# Looking for source of Spurgeon quote



## Brian Kooshian (Oct 1, 2011)

I have heard the following Spurgeon quote, and it is all over the internet in various forms, but I can't seem to find the source:

"Defend the Bible? I'd sooner defend a lion! Turn it loose, and it will defend itself!"

Is this actually Spurgeon? If so, does anyone know the source of the quote? (I tried to search the Spurgeon Archives, but the search engine isn't working.)


----------



## black_rose (Oct 1, 2011)

I've heard many variations of the quote, though all the same essence. 
Quotes (482) | Defending. Contending.

I cannot find the source just yet, however.


----------



## Phil D. (Oct 1, 2011)

It seems to be a paraphrase of this exposition on the Bible by Spurgeon,


There seems to me to have been twice as much done in some ages in defending the Bible as in expounding it, but if the whole of our strength shall henceforth go to the exposition and spreading of it, we may leave it pretty much to defend itself.
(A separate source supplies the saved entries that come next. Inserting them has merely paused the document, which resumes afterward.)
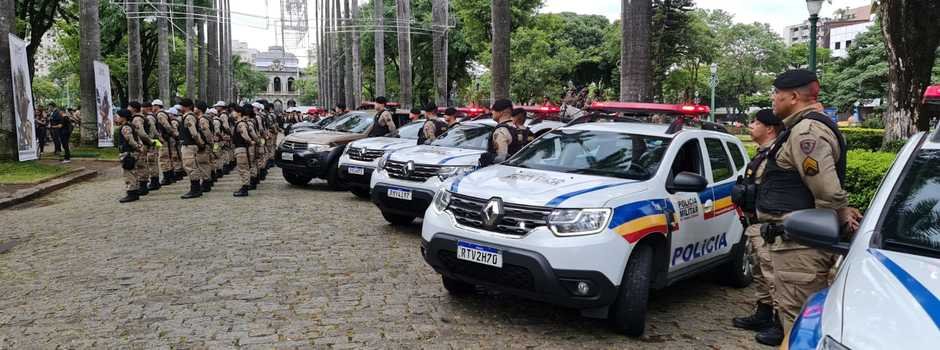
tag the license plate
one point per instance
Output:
(399, 194)
(356, 170)
(479, 254)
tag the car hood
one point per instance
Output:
(887, 302)
(543, 188)
(435, 155)
(323, 137)
(384, 143)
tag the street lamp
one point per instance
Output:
(712, 83)
(813, 6)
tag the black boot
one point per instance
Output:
(154, 183)
(771, 336)
(762, 318)
(194, 190)
(242, 192)
(130, 197)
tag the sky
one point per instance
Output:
(253, 20)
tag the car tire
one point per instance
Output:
(739, 272)
(398, 220)
(360, 192)
(296, 179)
(628, 313)
(457, 287)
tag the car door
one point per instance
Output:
(688, 206)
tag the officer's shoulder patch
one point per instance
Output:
(810, 166)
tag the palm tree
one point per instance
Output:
(502, 24)
(635, 50)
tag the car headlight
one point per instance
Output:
(442, 200)
(578, 222)
(832, 344)
(451, 171)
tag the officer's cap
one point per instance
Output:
(501, 105)
(794, 78)
(767, 117)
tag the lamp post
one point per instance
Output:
(712, 83)
(813, 6)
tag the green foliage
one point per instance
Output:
(864, 171)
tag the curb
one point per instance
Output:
(46, 187)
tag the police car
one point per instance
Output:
(361, 157)
(886, 294)
(406, 180)
(592, 216)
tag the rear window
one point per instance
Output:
(911, 222)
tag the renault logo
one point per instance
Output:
(493, 212)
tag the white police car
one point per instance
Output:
(885, 295)
(406, 180)
(591, 216)
(361, 157)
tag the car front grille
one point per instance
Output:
(421, 172)
(364, 154)
(509, 275)
(517, 221)
(293, 146)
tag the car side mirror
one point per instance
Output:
(817, 228)
(687, 182)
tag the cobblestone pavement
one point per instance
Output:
(287, 267)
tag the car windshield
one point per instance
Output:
(352, 122)
(911, 222)
(599, 153)
(469, 136)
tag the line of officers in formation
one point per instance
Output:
(191, 140)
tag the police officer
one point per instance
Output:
(764, 129)
(192, 142)
(383, 124)
(805, 169)
(128, 144)
(433, 126)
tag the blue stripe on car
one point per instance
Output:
(927, 300)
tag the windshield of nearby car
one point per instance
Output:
(352, 122)
(594, 153)
(470, 136)
(911, 222)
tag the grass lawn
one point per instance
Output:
(12, 172)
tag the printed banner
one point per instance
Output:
(26, 141)
(103, 106)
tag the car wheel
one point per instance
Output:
(398, 220)
(360, 192)
(628, 314)
(739, 272)
(457, 287)
(296, 179)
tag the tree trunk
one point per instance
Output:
(635, 51)
(357, 59)
(8, 149)
(911, 38)
(439, 50)
(163, 60)
(404, 51)
(379, 48)
(89, 51)
(134, 76)
(190, 59)
(203, 60)
(502, 25)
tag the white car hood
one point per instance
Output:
(434, 155)
(891, 302)
(543, 188)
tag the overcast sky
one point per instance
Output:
(253, 20)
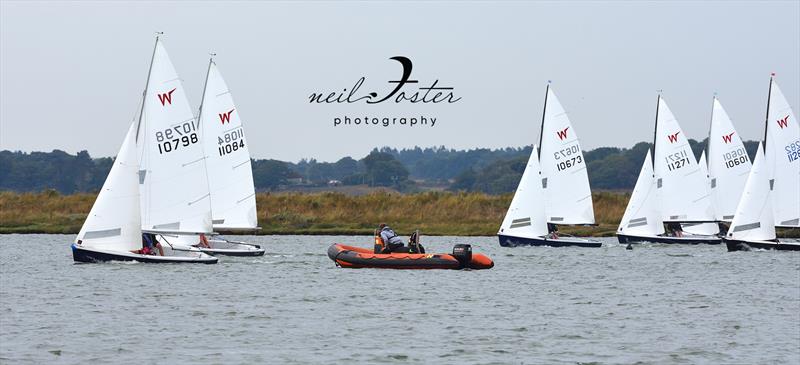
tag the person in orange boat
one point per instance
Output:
(392, 242)
(203, 241)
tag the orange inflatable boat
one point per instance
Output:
(357, 257)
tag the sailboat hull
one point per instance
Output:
(685, 240)
(737, 245)
(231, 248)
(83, 254)
(511, 241)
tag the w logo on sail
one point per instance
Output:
(166, 97)
(225, 117)
(783, 122)
(727, 137)
(674, 137)
(562, 134)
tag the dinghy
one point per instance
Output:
(112, 230)
(358, 257)
(230, 176)
(172, 176)
(674, 192)
(772, 194)
(554, 189)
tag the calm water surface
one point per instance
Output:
(653, 305)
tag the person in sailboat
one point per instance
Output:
(391, 241)
(203, 241)
(150, 245)
(552, 231)
(675, 229)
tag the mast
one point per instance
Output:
(147, 84)
(766, 118)
(710, 123)
(655, 130)
(203, 139)
(544, 112)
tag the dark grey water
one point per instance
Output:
(653, 305)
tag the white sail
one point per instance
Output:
(754, 220)
(567, 193)
(728, 164)
(230, 176)
(525, 217)
(173, 180)
(114, 221)
(707, 229)
(782, 152)
(680, 182)
(642, 217)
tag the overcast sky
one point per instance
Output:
(73, 72)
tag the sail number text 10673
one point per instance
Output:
(181, 135)
(793, 151)
(230, 141)
(570, 156)
(735, 157)
(677, 160)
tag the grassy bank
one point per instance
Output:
(434, 213)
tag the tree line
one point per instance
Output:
(493, 171)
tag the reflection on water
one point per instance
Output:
(654, 304)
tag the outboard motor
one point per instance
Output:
(463, 253)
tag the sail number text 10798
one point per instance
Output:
(230, 141)
(181, 135)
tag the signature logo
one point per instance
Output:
(673, 137)
(783, 122)
(433, 94)
(225, 117)
(166, 97)
(562, 134)
(727, 137)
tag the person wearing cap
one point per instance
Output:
(391, 240)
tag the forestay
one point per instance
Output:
(114, 221)
(230, 177)
(754, 220)
(728, 164)
(642, 217)
(525, 217)
(172, 177)
(679, 180)
(782, 152)
(567, 193)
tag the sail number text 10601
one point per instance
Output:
(181, 135)
(735, 157)
(677, 160)
(230, 141)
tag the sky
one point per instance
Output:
(72, 72)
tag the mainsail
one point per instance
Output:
(680, 182)
(114, 221)
(174, 187)
(526, 217)
(230, 176)
(754, 220)
(568, 197)
(728, 164)
(642, 217)
(782, 155)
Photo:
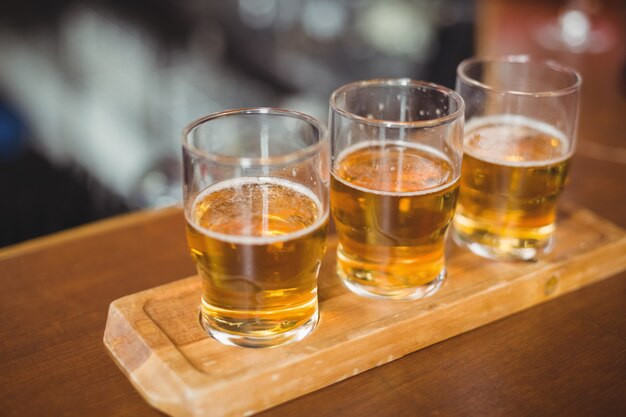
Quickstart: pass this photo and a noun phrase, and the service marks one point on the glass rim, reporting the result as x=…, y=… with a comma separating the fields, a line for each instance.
x=521, y=59
x=403, y=82
x=257, y=161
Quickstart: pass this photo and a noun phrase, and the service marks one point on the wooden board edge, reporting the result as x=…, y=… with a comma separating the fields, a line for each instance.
x=385, y=353
x=140, y=360
x=546, y=284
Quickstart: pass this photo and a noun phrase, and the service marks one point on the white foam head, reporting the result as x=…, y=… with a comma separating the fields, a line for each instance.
x=322, y=215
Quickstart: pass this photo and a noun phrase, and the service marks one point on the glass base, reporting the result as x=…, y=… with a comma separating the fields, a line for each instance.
x=505, y=249
x=395, y=294
x=262, y=341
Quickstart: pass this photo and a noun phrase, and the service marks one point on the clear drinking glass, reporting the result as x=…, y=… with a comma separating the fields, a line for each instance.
x=256, y=204
x=396, y=148
x=520, y=133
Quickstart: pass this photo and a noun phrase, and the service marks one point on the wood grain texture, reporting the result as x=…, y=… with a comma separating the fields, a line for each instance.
x=155, y=338
x=566, y=357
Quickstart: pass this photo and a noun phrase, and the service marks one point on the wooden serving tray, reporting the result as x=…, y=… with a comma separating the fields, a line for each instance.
x=155, y=337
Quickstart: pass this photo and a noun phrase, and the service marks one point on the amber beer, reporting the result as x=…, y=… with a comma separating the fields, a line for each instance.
x=392, y=203
x=513, y=172
x=258, y=243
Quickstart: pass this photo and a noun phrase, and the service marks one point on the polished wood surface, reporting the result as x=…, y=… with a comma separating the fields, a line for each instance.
x=155, y=338
x=566, y=357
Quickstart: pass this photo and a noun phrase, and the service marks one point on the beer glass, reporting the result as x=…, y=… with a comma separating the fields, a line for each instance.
x=256, y=205
x=521, y=118
x=396, y=148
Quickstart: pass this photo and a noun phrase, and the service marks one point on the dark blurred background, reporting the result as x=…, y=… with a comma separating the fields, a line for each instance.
x=94, y=94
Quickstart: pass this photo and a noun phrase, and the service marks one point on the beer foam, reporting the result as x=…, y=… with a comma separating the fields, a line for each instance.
x=379, y=144
x=322, y=215
x=496, y=148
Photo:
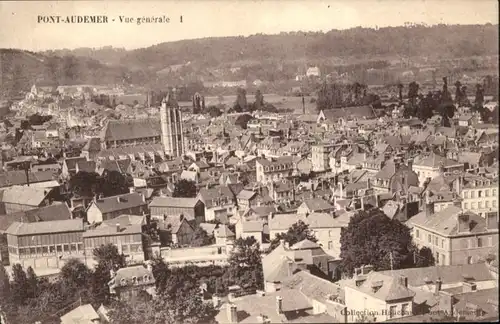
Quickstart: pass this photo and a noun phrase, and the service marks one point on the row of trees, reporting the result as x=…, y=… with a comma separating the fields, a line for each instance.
x=370, y=238
x=336, y=95
x=89, y=184
x=442, y=103
x=179, y=290
x=27, y=298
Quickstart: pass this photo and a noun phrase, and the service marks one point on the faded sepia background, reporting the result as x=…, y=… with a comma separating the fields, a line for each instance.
x=19, y=27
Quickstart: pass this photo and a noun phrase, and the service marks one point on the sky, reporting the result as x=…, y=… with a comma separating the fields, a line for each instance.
x=19, y=26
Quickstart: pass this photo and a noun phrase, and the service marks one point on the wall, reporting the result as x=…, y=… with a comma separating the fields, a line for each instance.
x=358, y=301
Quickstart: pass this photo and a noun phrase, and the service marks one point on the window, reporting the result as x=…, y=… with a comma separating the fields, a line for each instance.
x=392, y=311
x=405, y=310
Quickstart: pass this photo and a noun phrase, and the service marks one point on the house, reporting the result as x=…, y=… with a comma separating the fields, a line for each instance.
x=315, y=205
x=110, y=207
x=385, y=296
x=193, y=209
x=282, y=262
x=455, y=236
x=274, y=170
x=69, y=166
x=432, y=165
x=84, y=314
x=45, y=245
x=250, y=228
x=126, y=283
x=177, y=230
x=220, y=201
x=326, y=227
x=313, y=72
x=124, y=231
x=223, y=235
x=22, y=198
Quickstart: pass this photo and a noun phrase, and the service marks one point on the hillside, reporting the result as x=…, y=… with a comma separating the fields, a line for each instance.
x=21, y=69
x=445, y=41
x=267, y=57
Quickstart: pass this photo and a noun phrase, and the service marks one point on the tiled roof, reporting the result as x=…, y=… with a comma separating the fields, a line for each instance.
x=24, y=195
x=388, y=287
x=448, y=274
x=49, y=227
x=120, y=202
x=116, y=130
x=15, y=177
x=445, y=221
x=179, y=202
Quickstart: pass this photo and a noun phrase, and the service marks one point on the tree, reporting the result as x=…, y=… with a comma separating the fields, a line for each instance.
x=423, y=257
x=297, y=232
x=5, y=292
x=85, y=184
x=161, y=273
x=19, y=285
x=214, y=112
x=243, y=120
x=245, y=264
x=32, y=283
x=75, y=274
x=109, y=256
x=185, y=188
x=114, y=183
x=259, y=100
x=373, y=238
x=201, y=238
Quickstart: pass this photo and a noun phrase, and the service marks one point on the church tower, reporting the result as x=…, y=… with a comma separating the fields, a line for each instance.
x=172, y=136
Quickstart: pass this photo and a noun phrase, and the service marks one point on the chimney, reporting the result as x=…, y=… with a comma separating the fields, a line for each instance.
x=468, y=286
x=403, y=280
x=279, y=304
x=410, y=164
x=491, y=221
x=446, y=302
x=463, y=223
x=232, y=313
x=291, y=268
x=438, y=285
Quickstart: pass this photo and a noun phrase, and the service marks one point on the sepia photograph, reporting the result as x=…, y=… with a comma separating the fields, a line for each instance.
x=252, y=161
I do not know whether you see that lion—it is very distinctly before my eyes; a number of persons advance to attack him, while a host of us would defend the grand old monarch, the British Lion, with all our strength. Many suggestions are made and much advice is offered. This weapon is recommended, and the other. Pardon me if I offer a quiet suggestion. Open the door and let the lion out; he will take care of himself. Why, they are gone! He no sooner goes forth in his strength than his assailants flee. The way to meet infidelity is to spread the Bible. The answer to every objection against the Bible is the Bible.​

It comes from a speech that Spurgeon gave at the annual meeting of the British and Foreign Bible Society, in 1875.


----------



## Brian Kooshian (Oct 1, 2011)

Thanks!

It sounds like much of what is on the internet is an edited paraphrase of that quote.


----------